Error Recovery

This chapter describes how hardware connection errors are handled and detailed design of the implementation.

Handling of Hardware Connection Errors 

Error recovery has the 5 states defined in ErrorRecoveryState: Disconnected, OK, Issue, Reconnect or Error. It is configured using the time thresholds defined in ErrorRecoveryConfig.

Once an engine is connected to hardware I/O, state is OK. This state is kept until a read or write error occurs. Such an error causes state to transition to Issue. In this state, if a success read/write occurs, state transitions back to OK. If no success read/write occurs within a duration of issue_timeout_seconds, state is set to Reconnect.

In state Reconnect, reconnect attempts are started. If successful, state is set to OK. If not successful within a duration of error_timeout_seconds, state is set to Error.

While in states Issue and Reconnect, any read and write errors are masked by returning last-known-good values for reads and caching values for writes. This means that the engine (and the user) will not notice the connection loss immediately.

The one exception to this is UOD commands. We have to assume that a UOD command cannot execute correctly without hardware connection so we have to fail UOD commands. (A possible improvement would be to require UOD commands to consider the connection and fail with predefined exception types).

In state Error, reconnect attempts continue but errors are no longer masked. The Connection Status tag is set to Disconnected. If reconnect is successful, state is set to OK and :console:Connection Status` is set to Connected.

The consequence of no longer masking errors, is that the Engine will enter the paused on error state where the user can decide whether to continue or not.

Note

It is unlikely but possible that errors occur so soon after successful connection that no value is yet available as last-known-good. In this case, a read returns a None value and the error is logged.

Implementation 

Error recovery is implemented using a decorator pattern around the HardwareLayerBase hardware abstraction class.
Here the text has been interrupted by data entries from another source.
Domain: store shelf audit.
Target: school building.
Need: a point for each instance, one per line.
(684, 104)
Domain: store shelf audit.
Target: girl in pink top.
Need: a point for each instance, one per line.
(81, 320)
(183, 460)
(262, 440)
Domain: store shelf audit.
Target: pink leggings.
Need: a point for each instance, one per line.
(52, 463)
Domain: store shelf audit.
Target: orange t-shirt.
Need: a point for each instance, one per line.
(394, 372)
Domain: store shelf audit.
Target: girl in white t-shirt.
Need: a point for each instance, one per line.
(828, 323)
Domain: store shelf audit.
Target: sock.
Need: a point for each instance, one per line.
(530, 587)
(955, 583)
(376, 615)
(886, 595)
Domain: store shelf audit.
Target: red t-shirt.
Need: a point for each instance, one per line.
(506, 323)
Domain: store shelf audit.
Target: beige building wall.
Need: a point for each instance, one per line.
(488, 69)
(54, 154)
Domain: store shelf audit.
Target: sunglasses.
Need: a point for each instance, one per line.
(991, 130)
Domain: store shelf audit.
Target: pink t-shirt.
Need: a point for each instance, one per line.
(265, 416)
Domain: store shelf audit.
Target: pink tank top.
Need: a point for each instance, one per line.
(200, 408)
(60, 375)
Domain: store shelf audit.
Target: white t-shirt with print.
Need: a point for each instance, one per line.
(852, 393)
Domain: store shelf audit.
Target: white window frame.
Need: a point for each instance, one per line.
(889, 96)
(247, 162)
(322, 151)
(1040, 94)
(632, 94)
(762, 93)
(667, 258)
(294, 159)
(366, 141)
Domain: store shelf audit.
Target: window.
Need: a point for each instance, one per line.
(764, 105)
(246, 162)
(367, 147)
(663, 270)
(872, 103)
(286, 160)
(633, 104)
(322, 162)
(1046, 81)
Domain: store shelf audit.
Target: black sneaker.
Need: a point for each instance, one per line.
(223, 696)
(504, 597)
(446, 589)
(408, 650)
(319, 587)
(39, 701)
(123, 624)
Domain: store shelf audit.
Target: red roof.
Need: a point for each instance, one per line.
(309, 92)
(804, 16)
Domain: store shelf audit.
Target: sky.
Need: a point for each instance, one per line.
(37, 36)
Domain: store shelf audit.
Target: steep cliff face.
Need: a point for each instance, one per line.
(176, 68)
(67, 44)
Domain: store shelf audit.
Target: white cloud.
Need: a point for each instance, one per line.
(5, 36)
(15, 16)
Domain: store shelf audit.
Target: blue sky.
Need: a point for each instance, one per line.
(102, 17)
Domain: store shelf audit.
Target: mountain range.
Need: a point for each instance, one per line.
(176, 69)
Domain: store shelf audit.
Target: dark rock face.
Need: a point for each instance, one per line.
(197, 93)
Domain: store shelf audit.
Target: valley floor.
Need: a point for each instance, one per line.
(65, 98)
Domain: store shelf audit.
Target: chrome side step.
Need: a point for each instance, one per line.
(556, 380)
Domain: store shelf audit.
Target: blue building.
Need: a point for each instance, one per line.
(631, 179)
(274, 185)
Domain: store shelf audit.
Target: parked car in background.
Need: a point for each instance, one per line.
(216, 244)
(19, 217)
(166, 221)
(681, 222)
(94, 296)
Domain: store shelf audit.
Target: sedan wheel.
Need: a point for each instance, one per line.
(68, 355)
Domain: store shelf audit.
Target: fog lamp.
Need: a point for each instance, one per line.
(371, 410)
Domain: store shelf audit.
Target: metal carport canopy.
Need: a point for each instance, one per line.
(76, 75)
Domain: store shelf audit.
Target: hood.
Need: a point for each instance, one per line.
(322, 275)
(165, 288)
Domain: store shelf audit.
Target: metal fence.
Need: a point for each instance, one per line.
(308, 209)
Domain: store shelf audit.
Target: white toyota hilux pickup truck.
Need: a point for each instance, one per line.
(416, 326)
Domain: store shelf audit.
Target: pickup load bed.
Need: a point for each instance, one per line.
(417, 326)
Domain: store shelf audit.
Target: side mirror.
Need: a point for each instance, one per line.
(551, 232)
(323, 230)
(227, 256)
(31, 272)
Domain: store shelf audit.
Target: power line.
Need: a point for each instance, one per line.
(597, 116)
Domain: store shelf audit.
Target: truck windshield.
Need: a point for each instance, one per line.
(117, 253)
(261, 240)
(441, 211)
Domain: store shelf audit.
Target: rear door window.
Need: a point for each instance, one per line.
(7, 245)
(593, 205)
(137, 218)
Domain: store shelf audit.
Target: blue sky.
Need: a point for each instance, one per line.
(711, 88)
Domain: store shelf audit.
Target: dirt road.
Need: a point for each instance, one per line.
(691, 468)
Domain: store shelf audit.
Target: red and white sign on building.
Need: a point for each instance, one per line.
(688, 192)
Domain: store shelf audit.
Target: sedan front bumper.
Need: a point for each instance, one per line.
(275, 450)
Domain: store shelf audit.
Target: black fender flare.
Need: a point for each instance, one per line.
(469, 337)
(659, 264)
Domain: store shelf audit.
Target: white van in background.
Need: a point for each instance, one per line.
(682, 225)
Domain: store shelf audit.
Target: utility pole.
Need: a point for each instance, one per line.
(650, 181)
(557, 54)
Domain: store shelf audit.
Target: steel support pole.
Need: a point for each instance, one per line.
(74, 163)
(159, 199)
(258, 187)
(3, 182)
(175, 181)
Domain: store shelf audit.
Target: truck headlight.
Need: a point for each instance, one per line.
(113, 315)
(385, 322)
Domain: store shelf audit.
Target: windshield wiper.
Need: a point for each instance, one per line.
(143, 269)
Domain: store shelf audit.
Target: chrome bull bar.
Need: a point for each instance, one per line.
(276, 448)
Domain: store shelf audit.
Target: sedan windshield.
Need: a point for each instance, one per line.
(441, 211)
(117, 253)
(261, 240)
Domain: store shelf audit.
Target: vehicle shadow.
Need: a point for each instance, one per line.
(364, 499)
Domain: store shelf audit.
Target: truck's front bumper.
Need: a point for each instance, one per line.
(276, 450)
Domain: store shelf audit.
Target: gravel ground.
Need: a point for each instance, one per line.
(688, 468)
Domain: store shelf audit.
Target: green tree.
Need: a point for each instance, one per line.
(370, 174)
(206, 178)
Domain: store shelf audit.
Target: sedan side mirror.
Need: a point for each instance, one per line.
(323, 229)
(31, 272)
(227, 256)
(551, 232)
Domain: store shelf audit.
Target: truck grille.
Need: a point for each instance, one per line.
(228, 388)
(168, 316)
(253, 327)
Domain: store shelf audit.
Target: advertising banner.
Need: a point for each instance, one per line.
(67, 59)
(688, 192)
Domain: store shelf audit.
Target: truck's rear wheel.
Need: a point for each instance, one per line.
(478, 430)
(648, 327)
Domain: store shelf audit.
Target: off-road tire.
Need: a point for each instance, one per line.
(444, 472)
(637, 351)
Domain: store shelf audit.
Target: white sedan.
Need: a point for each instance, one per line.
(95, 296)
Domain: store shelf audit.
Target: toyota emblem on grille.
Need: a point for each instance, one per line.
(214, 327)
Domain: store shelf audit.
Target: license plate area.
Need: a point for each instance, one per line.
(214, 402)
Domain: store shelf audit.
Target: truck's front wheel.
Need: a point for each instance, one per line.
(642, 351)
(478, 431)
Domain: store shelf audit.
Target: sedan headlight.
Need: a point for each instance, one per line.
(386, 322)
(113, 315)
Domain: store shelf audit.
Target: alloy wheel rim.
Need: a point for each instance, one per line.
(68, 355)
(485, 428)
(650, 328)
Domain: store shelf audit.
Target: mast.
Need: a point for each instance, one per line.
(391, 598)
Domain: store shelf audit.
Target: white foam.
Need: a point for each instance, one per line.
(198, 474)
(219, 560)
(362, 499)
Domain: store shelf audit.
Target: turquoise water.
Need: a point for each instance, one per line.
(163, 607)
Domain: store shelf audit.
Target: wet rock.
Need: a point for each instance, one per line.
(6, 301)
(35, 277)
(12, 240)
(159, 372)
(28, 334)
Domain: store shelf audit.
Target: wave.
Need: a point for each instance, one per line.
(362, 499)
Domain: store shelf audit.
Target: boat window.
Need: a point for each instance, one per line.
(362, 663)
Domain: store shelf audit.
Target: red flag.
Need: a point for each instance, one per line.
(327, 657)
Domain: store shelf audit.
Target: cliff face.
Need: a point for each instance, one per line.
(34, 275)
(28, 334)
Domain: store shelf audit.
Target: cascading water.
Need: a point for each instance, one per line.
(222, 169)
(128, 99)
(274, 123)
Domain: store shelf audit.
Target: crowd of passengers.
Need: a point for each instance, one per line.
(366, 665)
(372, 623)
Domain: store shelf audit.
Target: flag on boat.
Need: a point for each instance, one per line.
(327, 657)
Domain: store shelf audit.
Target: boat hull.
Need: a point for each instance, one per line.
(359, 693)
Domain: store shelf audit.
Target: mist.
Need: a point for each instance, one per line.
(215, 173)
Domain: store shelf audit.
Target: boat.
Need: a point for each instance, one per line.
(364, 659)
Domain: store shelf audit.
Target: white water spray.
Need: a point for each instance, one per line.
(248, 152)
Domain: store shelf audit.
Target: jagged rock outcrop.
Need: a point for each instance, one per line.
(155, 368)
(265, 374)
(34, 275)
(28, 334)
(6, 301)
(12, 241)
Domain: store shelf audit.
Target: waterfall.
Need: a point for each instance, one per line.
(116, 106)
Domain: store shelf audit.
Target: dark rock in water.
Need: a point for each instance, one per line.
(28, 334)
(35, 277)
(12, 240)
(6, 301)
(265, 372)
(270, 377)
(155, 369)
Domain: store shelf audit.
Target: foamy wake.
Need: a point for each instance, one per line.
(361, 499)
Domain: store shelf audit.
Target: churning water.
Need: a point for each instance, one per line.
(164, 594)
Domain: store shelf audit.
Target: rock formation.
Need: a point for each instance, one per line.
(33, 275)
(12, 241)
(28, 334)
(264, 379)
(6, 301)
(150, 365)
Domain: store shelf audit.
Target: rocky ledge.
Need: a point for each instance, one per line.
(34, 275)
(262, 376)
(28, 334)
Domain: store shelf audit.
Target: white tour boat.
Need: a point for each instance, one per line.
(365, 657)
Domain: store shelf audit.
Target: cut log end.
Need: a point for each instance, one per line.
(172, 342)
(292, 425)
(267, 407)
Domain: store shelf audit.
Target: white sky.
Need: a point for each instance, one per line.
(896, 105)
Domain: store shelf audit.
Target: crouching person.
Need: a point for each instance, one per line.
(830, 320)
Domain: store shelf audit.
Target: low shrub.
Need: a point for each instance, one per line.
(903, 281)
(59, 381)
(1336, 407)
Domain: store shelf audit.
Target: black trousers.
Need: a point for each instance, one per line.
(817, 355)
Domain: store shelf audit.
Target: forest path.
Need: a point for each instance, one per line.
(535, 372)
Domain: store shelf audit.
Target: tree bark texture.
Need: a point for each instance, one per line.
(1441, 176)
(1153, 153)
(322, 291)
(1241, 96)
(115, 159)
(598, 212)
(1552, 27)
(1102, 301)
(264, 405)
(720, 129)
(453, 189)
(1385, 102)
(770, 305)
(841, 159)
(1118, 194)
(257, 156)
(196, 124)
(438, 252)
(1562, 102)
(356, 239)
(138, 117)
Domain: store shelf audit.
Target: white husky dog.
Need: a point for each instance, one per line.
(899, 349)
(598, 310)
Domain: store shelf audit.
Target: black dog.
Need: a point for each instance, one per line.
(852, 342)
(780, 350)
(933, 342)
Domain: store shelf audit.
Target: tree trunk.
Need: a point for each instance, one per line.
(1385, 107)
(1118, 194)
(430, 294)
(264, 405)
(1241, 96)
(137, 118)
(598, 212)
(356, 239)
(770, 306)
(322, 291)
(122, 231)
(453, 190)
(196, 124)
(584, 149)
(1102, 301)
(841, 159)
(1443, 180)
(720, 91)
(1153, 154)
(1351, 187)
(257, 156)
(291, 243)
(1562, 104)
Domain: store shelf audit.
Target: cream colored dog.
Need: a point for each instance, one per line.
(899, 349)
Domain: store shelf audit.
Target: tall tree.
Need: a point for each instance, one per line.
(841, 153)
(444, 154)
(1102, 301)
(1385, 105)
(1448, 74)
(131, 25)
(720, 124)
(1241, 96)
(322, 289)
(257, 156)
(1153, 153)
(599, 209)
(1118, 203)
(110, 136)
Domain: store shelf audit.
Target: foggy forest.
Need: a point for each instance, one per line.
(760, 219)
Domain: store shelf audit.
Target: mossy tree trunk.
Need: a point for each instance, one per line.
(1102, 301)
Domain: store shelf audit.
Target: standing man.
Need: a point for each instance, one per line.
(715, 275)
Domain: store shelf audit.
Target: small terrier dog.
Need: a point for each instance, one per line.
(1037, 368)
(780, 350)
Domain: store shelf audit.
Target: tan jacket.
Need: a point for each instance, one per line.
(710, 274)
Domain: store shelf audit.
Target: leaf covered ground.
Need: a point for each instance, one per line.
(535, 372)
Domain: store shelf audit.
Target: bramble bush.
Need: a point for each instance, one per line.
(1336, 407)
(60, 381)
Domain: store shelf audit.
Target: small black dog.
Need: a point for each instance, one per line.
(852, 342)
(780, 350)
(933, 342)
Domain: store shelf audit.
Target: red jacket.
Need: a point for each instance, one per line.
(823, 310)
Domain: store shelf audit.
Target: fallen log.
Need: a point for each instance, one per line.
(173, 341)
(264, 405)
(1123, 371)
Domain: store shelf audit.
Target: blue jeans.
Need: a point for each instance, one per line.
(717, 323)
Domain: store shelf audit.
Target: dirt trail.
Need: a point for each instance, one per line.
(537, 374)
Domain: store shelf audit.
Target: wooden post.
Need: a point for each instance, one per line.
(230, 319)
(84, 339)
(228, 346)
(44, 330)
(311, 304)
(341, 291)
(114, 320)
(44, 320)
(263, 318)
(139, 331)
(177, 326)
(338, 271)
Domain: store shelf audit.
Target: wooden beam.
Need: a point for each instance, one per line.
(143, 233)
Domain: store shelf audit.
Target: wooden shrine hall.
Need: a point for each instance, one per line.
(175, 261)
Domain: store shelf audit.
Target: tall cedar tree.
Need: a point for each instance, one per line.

The class ErrorRecoveryDecorator implements the HardwareLayerBase interface by wrapping the concrete HardwareLayerBase class, e.g. OPCUA_Hardware and delegating calls to it. However, when the concrete class fails with a connection related error, the decorator masks the read or write error as discussed above.

Note

The implementation uses the tick() method to detect and execute reconnect. If this takes too long and hurts engine timing, the hardware should instead implement its reconnect via threading.

Handling of Engine/Aggregator Protocol Errors 

This section describes the handling of errors in the Engine-Aggregator connection and detailed design of the implementation.

The overall aim is to ensure that both Aggregator and Engine are resilient to temporary connection errors. If the network is down during a run and then comes back up later, both Aggregator and Engine should be able to recover from this such that:

When the connection is lost
- Engine creates a ReconnectedMsg that contains a snapshot of its state at the time of the disconnect
- Engine begins buffering up samples of the data that can not be sent to Aggregator
  - If a run is active, engine keeps running the method
- Aggregator notices that the Engine is unavailable and reports this status to the front end
  - Frontend should somehow display this state, similar to the “Interrupted by error” state
  - Commands cannot be sent to Engine
When the connection is recovered
- Engine sends the ReconnectedMsg created earlier
- Engine sends the buffered up values
- Aggregator notices that Engine is available and reports this status to the front end
- Aggregator processes the ReconnectedMsg to restore its engine_data state for the engine at the time of the disconnect.
  - If the run is still active, continue the run
  - If run is failed or completed, update the persisted state to reflect this, same as if it was connected when it happened
Aggregator restart must be supported such that
- Any connected engines reconnect when aggregator comes back up
- Aggregator detects whether engines are in an active run or have completed a run and stores the correct information

Engine 

Error handling is implemented which can detect connection errors, sample and batch up data messages. When connection is reestablished, data can be sent.

It is implemented in the EngineRunner class which uses EngineDispatcher to implement an autonomous and self-healing connection (at least when the connection is recovered in reasonable time).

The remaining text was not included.